Proposed fix https://go-review.googlesource.com/#/c/16475/

CL https://golang.org/cl/16475 mentions this issue.

Your example seems to rely on manipulating the GOPATH so that one package is seen in one case and a different package with the same apparent name is seen in a different case. It's not obvious to me that it's important for the go tool to try to defend against people who do this kind of thing. You could do exactly the same thing by simply replacing the .a file. Your proposed CL makes that a bit harder, because now I can't just replace the .a file using cp, I have to actually edit the .a file to change the build note value.

Can you explain why this is worth changing?

I consider this issue worth fixing, because it ensures the program as a whole is well-typed, that whatever type-safety assertions the compiler made, while compiling an individual package, still hold at the time of linking.
That said, indeed, it is not possible to prevent users from making a conscious effort to subvert the Go type system, this change makes is harder for such accidental errors to go undetected.

I don't think this has anything to do with type safety of Go.

The ultimate goal of type-safety is to produce an executable, free of type errors. A type-checked
object or a library are of little value, as they aren't executed. Thus, achieving type safety is a task for the whole toolchain and runtime, not only for the compiler. I don't claim that this is an issue of the Go language, but with the "go" toolchain.

You're manipulating the objects behind the compiler's back.

I'm sorry, I'm not manipulating objects. I'm manipulating GOPATH, which is supposed to be
manipulated by users.

Actually you don't even need to have two GOPATH to do this.

OK, multiple different ways, by which one can achieve the same bad result just increase the severity of the problem.

The proposed change also introduces a major problem:
two different builds of the same package will produce
different buildID, so we lost the ability produce identical
binaries given identical inputs: the toolchain is no longer
deterministic.

"toolchain is no longer deterministic" is quite a statement, the output consist of eight concrete non-deterministic bytes, the rest is deterministic.

How is that property used at the moment? Whatever procedure compares the outputs of two builds,
isn't it possible to modify it, so it can determine if the difference is only is in specific eight bytes
in the whole output and reach to the same conclusions as before?

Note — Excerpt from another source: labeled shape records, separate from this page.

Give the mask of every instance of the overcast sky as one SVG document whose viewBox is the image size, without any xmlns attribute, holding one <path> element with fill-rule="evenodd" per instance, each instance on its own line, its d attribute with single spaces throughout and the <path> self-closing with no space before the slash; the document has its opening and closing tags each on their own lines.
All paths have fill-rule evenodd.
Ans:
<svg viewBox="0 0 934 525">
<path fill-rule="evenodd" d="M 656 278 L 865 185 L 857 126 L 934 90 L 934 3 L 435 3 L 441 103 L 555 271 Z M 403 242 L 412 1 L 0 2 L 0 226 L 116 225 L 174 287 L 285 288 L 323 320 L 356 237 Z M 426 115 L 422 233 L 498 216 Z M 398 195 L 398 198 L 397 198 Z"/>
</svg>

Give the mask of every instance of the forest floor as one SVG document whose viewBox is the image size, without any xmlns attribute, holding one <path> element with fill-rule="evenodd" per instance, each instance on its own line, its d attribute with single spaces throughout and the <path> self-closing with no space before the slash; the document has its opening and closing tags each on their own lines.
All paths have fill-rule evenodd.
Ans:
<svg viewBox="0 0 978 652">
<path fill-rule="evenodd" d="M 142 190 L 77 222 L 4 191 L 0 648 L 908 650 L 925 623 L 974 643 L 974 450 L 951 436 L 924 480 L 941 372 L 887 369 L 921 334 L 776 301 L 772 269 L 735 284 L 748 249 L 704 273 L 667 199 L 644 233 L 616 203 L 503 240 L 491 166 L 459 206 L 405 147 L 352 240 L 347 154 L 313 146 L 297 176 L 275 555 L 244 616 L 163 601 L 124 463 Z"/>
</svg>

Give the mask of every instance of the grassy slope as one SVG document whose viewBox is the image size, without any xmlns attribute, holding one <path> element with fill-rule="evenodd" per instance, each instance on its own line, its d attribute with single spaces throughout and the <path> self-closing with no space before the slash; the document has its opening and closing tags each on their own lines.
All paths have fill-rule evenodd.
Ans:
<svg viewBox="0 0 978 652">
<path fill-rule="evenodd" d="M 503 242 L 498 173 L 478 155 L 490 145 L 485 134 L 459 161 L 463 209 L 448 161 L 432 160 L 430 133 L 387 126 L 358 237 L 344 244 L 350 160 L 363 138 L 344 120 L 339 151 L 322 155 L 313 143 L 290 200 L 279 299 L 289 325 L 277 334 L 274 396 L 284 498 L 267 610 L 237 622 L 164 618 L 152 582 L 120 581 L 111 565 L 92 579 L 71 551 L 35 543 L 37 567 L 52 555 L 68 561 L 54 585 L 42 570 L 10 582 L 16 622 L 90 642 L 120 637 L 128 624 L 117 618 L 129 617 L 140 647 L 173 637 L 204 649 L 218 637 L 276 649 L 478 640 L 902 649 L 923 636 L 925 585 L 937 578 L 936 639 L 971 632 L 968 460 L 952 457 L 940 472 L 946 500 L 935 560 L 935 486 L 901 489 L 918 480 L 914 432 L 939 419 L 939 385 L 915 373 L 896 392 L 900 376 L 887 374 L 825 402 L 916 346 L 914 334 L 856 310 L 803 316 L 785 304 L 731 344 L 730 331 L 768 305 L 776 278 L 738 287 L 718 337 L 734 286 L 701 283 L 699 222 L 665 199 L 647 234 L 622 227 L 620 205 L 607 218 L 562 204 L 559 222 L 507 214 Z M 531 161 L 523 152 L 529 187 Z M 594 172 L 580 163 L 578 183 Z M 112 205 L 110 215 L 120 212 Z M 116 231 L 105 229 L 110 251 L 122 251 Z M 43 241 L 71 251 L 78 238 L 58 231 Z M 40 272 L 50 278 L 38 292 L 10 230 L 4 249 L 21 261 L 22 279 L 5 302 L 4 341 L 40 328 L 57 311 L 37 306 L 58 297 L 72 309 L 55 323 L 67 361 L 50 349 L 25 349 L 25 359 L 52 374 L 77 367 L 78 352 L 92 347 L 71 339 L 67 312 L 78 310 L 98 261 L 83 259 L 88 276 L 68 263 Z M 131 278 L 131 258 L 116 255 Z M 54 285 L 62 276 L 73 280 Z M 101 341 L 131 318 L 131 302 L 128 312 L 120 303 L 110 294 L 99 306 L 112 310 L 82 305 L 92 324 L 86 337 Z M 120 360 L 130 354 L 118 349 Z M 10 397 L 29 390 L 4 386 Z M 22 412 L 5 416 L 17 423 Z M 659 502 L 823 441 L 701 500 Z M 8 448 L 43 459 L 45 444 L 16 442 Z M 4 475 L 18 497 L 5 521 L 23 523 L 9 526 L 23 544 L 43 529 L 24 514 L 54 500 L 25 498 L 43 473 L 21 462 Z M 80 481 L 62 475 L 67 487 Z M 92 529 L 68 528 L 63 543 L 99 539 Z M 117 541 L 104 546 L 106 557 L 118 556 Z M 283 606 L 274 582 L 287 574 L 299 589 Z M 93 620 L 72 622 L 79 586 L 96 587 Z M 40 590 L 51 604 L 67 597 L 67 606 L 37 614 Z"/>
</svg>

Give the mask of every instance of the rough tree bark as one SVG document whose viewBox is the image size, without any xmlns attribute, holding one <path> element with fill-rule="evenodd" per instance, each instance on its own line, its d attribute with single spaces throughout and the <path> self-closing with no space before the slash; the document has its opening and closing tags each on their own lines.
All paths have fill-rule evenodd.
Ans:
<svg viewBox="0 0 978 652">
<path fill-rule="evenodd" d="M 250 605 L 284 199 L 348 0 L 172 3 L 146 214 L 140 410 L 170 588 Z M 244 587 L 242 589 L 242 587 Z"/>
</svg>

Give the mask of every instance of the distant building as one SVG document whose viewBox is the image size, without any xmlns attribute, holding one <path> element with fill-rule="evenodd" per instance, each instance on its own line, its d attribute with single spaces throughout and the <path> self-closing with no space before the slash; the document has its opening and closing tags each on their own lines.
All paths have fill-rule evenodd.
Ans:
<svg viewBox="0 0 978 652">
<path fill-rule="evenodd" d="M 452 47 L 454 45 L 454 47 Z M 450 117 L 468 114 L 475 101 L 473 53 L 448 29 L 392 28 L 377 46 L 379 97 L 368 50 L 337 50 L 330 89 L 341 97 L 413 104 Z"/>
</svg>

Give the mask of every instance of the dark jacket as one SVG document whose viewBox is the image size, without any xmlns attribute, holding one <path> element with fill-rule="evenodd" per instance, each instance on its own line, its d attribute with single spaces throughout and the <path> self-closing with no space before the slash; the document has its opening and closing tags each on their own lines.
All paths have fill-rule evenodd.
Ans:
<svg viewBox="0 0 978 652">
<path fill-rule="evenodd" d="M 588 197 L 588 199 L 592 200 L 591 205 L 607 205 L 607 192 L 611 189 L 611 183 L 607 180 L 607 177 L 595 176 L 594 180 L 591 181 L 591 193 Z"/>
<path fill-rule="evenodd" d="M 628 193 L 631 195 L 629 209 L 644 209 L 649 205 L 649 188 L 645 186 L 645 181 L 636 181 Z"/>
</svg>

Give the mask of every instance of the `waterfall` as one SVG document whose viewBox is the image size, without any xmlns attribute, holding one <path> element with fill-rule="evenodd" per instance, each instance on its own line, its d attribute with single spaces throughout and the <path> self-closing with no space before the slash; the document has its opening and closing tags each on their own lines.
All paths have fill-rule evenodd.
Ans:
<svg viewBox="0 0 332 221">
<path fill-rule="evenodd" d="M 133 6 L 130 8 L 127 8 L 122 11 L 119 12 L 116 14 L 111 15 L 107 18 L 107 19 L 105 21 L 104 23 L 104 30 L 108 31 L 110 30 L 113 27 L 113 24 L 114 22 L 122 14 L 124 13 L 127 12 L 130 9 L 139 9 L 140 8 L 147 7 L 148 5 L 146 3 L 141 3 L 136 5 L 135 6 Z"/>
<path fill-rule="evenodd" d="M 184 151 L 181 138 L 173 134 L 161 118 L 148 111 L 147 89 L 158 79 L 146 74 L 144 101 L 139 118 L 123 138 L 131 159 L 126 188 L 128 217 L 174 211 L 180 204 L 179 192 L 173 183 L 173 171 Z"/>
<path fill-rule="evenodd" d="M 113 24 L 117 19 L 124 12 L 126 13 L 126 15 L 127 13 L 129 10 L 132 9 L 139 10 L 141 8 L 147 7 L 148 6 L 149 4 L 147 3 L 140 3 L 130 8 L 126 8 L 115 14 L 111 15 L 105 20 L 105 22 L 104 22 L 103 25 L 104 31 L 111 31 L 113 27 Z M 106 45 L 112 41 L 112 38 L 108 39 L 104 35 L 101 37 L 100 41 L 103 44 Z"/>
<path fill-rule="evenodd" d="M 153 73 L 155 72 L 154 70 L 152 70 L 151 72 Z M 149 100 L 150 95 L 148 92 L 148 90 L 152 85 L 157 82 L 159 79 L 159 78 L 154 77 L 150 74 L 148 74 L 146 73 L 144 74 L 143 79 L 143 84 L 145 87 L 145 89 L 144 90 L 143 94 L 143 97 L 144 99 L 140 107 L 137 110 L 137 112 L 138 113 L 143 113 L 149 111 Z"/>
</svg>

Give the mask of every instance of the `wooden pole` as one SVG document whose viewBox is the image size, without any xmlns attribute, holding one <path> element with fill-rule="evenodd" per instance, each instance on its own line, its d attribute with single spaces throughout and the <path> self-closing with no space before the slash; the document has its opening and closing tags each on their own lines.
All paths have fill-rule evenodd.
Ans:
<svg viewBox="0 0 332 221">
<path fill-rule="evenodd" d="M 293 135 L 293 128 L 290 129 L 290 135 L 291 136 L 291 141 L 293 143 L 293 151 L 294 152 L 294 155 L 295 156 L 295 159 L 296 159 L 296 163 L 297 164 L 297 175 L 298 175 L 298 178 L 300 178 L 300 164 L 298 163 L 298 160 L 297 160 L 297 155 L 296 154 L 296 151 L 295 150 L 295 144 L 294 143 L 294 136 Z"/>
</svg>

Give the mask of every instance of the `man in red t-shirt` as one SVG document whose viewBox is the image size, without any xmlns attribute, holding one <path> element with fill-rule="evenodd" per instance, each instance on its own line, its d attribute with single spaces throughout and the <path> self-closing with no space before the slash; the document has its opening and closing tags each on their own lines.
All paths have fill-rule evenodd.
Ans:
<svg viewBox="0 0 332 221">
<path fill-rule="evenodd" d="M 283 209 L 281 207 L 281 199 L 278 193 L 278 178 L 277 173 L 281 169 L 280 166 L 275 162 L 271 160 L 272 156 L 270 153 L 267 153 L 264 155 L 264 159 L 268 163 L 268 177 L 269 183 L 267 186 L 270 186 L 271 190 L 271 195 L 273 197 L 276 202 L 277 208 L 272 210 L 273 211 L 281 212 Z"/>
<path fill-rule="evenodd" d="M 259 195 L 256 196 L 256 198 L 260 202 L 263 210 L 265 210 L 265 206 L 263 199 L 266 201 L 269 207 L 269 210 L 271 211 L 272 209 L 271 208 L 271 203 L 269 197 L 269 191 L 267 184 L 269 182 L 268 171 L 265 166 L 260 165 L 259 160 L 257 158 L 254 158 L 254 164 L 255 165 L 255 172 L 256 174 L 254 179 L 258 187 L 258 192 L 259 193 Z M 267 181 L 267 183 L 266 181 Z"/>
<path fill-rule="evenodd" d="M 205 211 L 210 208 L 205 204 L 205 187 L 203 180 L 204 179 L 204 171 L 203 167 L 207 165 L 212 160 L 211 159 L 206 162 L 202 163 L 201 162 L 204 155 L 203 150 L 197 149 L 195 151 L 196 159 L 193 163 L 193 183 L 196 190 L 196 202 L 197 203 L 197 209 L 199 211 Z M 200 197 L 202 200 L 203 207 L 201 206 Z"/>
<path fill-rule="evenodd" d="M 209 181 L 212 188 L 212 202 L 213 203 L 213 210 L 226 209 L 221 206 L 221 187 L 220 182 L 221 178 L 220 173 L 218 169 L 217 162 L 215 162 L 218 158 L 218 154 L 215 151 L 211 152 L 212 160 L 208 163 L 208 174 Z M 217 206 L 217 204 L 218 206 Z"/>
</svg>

To really fix the problem without breaking the deterministic
constraint is very hard, we basically have to include a hash
of the source code into the buildID (just hashing the exported
interface is not enough, because it's possible to only change
the internal implementation of some non-exported functions
and achieve the same arbitrary memory read).

Yes, but hashing the entire source was already considered unacceptable tradeoff wrt. build speed,
which was one of things that I took into account when thinking of the various ways to fix this issue.

Every language that supports separate compilation is vulnerable to the issue you describe. I don't think this is serious or worth fixing. Sorry.

Simple deterministic output is a highly desirable property.